¿Quién decide cómo crecen nuestras ciudades? ¿Quién aprueba los fraccionamientos, define dónde habrá parques, escuelas o centros comerciales? En principio, esas decisiones deberían tomarse de forma colectiva. La planeación urbana, tal como está definida en las leyes y reglamentos, contempla la participación de distintos sectores sociales: autoridades, ciudadanía, especialistas, organizaciones vecinales. También implica una mirada de largo plazo, que considere las necesidades actuales y las de las generaciones futuras. Eso requiere cuidar los recursos naturales, organizar bien el uso del suelo, garantizar acceso a servicios, movilidad, seguridad y espacios públicos de calidad.
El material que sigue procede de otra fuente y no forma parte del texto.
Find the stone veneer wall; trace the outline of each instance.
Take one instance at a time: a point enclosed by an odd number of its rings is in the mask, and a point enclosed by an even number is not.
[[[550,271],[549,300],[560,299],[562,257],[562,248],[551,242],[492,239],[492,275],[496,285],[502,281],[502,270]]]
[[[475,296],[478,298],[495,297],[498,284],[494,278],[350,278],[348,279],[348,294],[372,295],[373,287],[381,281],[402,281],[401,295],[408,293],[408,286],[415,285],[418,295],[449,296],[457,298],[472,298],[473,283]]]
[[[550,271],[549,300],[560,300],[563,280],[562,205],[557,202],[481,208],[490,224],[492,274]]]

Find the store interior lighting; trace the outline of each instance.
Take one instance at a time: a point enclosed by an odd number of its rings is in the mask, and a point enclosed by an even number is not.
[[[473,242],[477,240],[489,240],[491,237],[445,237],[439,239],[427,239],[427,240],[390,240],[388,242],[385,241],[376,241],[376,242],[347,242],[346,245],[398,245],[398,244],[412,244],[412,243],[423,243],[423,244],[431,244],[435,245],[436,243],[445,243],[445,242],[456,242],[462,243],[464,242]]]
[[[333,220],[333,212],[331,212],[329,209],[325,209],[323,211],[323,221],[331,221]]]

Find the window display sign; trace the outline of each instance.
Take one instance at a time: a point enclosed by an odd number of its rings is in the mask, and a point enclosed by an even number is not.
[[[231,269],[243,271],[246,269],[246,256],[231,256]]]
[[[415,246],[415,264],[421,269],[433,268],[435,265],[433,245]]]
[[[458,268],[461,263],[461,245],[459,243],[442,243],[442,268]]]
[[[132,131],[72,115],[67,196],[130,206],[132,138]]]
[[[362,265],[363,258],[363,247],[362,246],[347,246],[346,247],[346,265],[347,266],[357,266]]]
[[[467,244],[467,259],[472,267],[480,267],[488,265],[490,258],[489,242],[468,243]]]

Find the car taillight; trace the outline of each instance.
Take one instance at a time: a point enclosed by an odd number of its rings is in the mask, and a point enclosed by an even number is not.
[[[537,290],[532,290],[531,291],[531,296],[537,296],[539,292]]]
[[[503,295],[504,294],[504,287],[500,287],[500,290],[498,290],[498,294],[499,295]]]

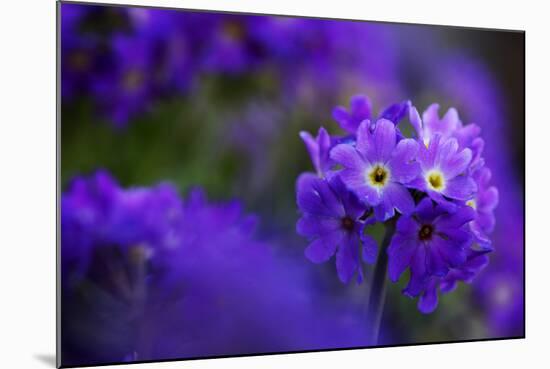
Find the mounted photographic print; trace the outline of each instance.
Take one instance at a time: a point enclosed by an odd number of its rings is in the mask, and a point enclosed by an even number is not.
[[[58,365],[524,337],[524,56],[58,3]]]

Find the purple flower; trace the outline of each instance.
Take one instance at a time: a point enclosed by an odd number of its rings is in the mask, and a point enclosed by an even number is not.
[[[439,118],[439,104],[430,105],[424,113],[422,119],[415,107],[411,107],[411,123],[416,130],[417,137],[424,142],[426,146],[435,135],[440,135],[444,139],[455,137],[460,147],[469,147],[472,141],[477,138],[481,129],[476,124],[463,125],[458,112],[455,108],[447,110],[443,118]]]
[[[382,111],[378,117],[378,120],[387,119],[394,124],[397,124],[407,115],[410,106],[410,101],[392,104]],[[363,95],[352,96],[350,99],[349,111],[343,106],[337,106],[332,110],[332,117],[336,120],[336,122],[338,122],[344,131],[355,135],[359,125],[364,120],[372,120],[372,107],[370,100],[368,97]],[[399,131],[398,136],[399,138],[402,138]]]
[[[86,272],[94,250],[117,245],[124,252],[155,255],[181,246],[181,201],[173,186],[122,190],[105,171],[75,178],[61,200],[64,276]]]
[[[300,137],[306,145],[317,175],[324,177],[332,165],[332,160],[329,157],[331,139],[328,132],[321,127],[316,138],[313,138],[311,134],[305,131],[300,132]]]
[[[145,40],[154,55],[152,79],[160,92],[189,92],[196,72],[192,44],[195,18],[163,9],[130,8],[128,13],[134,29],[131,37]]]
[[[428,146],[419,146],[420,173],[411,186],[450,209],[455,205],[448,199],[472,199],[477,186],[468,173],[468,165],[472,160],[471,150],[459,150],[455,138],[444,139],[440,134],[433,136]]]
[[[472,170],[484,165],[481,158],[485,142],[479,137],[481,128],[477,124],[464,125],[455,108],[450,108],[443,118],[439,118],[439,105],[432,104],[422,114],[422,119],[414,106],[409,110],[409,119],[416,131],[417,138],[429,146],[435,136],[440,136],[443,141],[455,138],[459,149],[468,148],[472,151]]]
[[[433,310],[431,291],[435,286],[432,277],[445,277],[453,268],[464,266],[467,250],[473,237],[468,223],[474,219],[474,211],[462,206],[448,213],[424,198],[413,214],[402,216],[397,221],[395,234],[388,247],[388,273],[392,282],[410,268],[410,280],[403,293],[410,297],[428,293],[422,302],[421,311]],[[437,299],[435,300],[435,303]]]
[[[344,131],[355,134],[361,122],[365,119],[371,119],[371,111],[369,98],[363,95],[356,95],[350,99],[349,111],[343,106],[337,106],[332,111],[332,117]]]
[[[397,142],[395,125],[386,119],[377,122],[374,132],[368,121],[357,131],[356,145],[340,144],[331,158],[344,169],[339,172],[347,187],[361,201],[374,207],[376,218],[384,221],[394,209],[408,214],[414,201],[405,187],[419,173],[416,162],[418,144],[412,139]]]
[[[64,366],[365,344],[361,306],[260,240],[240,201],[98,172],[71,181],[61,216]]]
[[[305,254],[314,263],[323,263],[336,254],[340,280],[347,283],[355,272],[363,279],[359,260],[366,207],[349,192],[339,177],[330,180],[302,174],[297,183],[297,203],[302,212],[297,232],[311,239]],[[363,236],[363,259],[373,262],[376,242]]]

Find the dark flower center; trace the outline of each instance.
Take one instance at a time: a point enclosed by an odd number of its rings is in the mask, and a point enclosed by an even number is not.
[[[348,231],[352,231],[355,226],[355,222],[350,217],[342,218],[342,228]]]
[[[432,238],[432,234],[434,232],[434,228],[431,224],[424,224],[420,231],[418,231],[418,238],[420,238],[422,241],[426,241]]]

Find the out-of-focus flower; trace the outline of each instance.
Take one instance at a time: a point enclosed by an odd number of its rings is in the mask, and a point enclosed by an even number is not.
[[[119,35],[113,38],[109,71],[94,81],[101,109],[119,127],[147,110],[154,92],[155,65],[149,39]]]
[[[86,93],[98,70],[98,39],[81,29],[86,15],[86,8],[77,4],[61,7],[61,94],[67,100]]]
[[[105,82],[108,89],[92,95],[117,126],[147,111],[160,97],[200,88],[204,77],[235,79],[261,73],[273,81],[282,100],[306,104],[338,98],[335,84],[339,90],[352,90],[378,83],[377,91],[398,85],[393,44],[377,25],[128,7],[117,9],[119,22],[109,25],[108,33],[94,27],[94,22],[86,24],[82,33],[82,19],[91,7],[63,4],[61,8],[67,18],[62,22],[61,44],[64,96],[89,96],[88,83],[110,80]],[[105,18],[107,13],[94,17]],[[127,82],[115,83],[121,73],[112,70],[136,66],[121,50],[121,38],[136,48],[132,59],[144,60],[147,55],[150,65],[142,78],[133,72],[133,77],[124,78]],[[375,56],[372,49],[380,52]],[[138,85],[154,89],[138,97]],[[105,107],[109,101],[120,101],[123,107]]]
[[[64,365],[365,343],[361,307],[317,293],[239,201],[98,172],[71,182],[61,211]]]

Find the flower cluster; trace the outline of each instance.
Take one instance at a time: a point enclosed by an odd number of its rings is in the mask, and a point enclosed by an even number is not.
[[[327,299],[257,223],[201,189],[74,178],[61,199],[64,365],[364,344],[361,306]]]
[[[375,26],[356,22],[63,4],[61,91],[64,101],[91,96],[118,127],[160,98],[187,96],[212,78],[261,72],[255,80],[267,79],[295,100],[311,94],[308,82],[333,91],[351,73],[355,81],[387,83],[396,68],[388,47],[370,54],[390,44],[383,38]]]
[[[443,117],[438,109],[420,116],[407,101],[373,118],[369,100],[353,97],[349,110],[333,113],[345,136],[301,133],[317,173],[297,182],[297,232],[311,240],[306,256],[319,263],[336,254],[340,279],[357,273],[360,282],[361,259],[374,263],[378,252],[366,228],[384,223],[394,230],[382,250],[389,278],[409,269],[403,293],[419,297],[424,313],[437,307],[438,290],[471,282],[487,264],[498,203],[480,128],[464,125],[453,108]]]

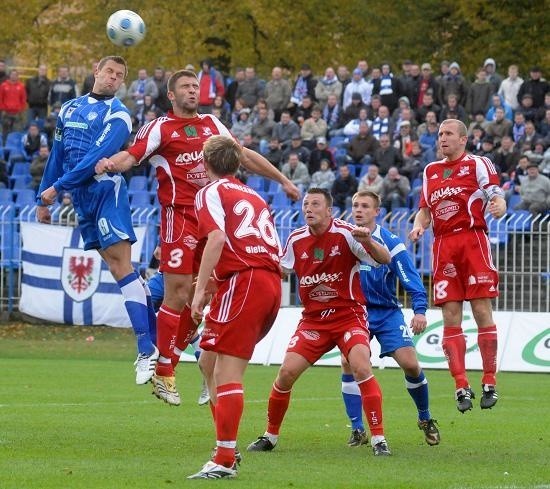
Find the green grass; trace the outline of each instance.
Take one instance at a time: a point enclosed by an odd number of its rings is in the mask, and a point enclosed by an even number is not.
[[[86,341],[90,335],[94,341]],[[350,449],[338,369],[298,381],[279,444],[244,448],[263,433],[276,367],[251,366],[234,481],[187,481],[208,459],[214,430],[199,407],[196,365],[178,369],[183,404],[134,385],[134,342],[112,328],[0,326],[0,488],[535,488],[550,487],[550,376],[499,376],[497,407],[461,415],[446,371],[428,371],[442,443],[427,446],[400,371],[377,370],[393,451]],[[479,383],[479,372],[471,380]],[[506,474],[507,473],[507,474]]]

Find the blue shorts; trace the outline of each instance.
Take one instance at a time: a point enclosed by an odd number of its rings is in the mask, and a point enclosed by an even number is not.
[[[380,358],[390,356],[395,350],[412,346],[410,328],[405,324],[401,309],[367,307],[370,337],[380,343]]]
[[[85,250],[104,250],[119,241],[136,242],[126,182],[121,175],[104,174],[100,181],[71,193]]]
[[[164,277],[162,272],[155,273],[147,282],[151,291],[151,300],[155,311],[159,310],[162,301],[164,300]]]

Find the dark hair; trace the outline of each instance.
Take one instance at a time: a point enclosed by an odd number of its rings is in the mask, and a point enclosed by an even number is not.
[[[380,195],[378,195],[376,192],[373,192],[372,190],[360,190],[359,192],[355,192],[355,194],[351,198],[351,201],[355,202],[355,199],[359,197],[370,197],[372,200],[374,200],[375,207],[380,207],[380,205],[382,204],[382,199],[380,198]]]
[[[315,194],[324,195],[328,207],[332,207],[332,202],[333,202],[332,195],[330,195],[330,192],[327,189],[318,188],[318,187],[310,187],[310,188],[308,188],[306,193],[308,195],[315,195]]]
[[[168,91],[173,92],[174,89],[176,88],[176,82],[184,76],[188,76],[190,78],[196,78],[198,81],[197,74],[194,71],[178,70],[175,73],[173,73],[172,76],[168,79]]]
[[[203,146],[203,157],[217,176],[235,175],[241,164],[242,149],[227,136],[212,136]]]
[[[105,56],[104,58],[101,58],[99,60],[99,63],[97,63],[97,69],[101,70],[107,63],[107,61],[112,61],[116,63],[117,65],[124,66],[124,78],[126,78],[126,75],[128,75],[128,64],[126,63],[126,60],[122,56]],[[60,66],[60,68],[63,68],[64,65]],[[66,66],[68,68],[68,66]]]

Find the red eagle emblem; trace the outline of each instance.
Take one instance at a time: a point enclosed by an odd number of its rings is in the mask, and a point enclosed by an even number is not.
[[[71,256],[69,259],[69,275],[71,288],[77,293],[84,292],[92,283],[94,259],[85,256]]]

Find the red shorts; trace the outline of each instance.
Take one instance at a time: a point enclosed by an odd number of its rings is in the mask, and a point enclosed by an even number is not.
[[[299,353],[309,363],[314,364],[335,346],[347,358],[355,345],[366,345],[370,348],[366,315],[337,314],[331,320],[330,328],[318,321],[302,318],[286,351]]]
[[[435,238],[434,304],[498,296],[498,272],[481,229]]]
[[[221,283],[206,315],[203,350],[250,360],[281,306],[281,275],[263,268],[236,273]]]
[[[204,243],[197,241],[194,207],[163,207],[160,213],[160,271],[198,273]]]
Sin embargo, en la práctica, esto pocas veces se cumple. La toma de decisiones suele estar concentrada en unos cuantos actores con capacidad de influencia política o económica. Aunque existen mecanismos de participación, los procesos no siempre son vinculantes y, muchas veces, las decisiones se toman antes de que la ciudadanía tenga oportunidad real de opinar. Así, las ciudades terminan respondiendo más a intereses particulares que al bienestar colectivo.

Uno de los actores que ha logrado posicionarse en las decisiones urbanas es la delincuencia organizada. Aunque rara vez se menciona en el debate sobre desarrollo urbano, su presencia es real y documentada. No se limita al control armado del territorio: participa en qué se construye, dónde, con qué recursos y bajo qué permisos. Quienes acumulan capital en actividades ilícitas han encontrado en la ciudad una vía eficaz para lavar dinero y obtener ganancias. Invierten en constructoras, adquieren terrenos, promueven cambios de uso de suelo y colocan personas afines en áreas clave de los gobiernos municipales.

Desde la ciencia política, la teoría del régimen urbano permite entender este fenómeno: el rumbo de las ciudades se define menos por instituciones formales que por alianzas entre actores con poder. Son acuerdos informales que cruzan intereses económicos y políticos. En ellos, la delincuencia organizada no es una excepción, sino parte del régimen. Y desde ahí, incide en el modelo de ciudad que habitamos.

En Morelos, las piezas del rompecabezas comienzan a encajar. Terrenos vendidos a precios reducidos a exservidores públicos a través del Fideicomiso Lago de Tequesquitengo, instrumentos financieros manejados por funcionarios hoy prófugos, y empresas señaladas por su posible vínculo con la delincuencia organizada. La Fiscalía sigue varias líneas. Una de ellas indica que las herramientas del urbanismo fueron utilizadas para trasladar valor, desviar recursos públicos y legalizar capitales de origen ilícito. Lo que debería orientar el desarrollo territorial se convirtió en mecanismo de beneficio privado. La ciudad, usada como vehículo. El caso alcanza a integrantes del entorno político del exgobernador Cuauhtémoc Blanco, hoy sujeto a proceso de desafuero por acusaciones que van desde enriquecimiento ilícito hasta colusión con estructuras criminales.

Las ciudades en Morelos no son episodios excepcionales. El patrón se repite en muchas otras. No siempre aparece en los titulares, pero se advierte en autorizaciones para expandir la ciudad sin ningún criterio técnico.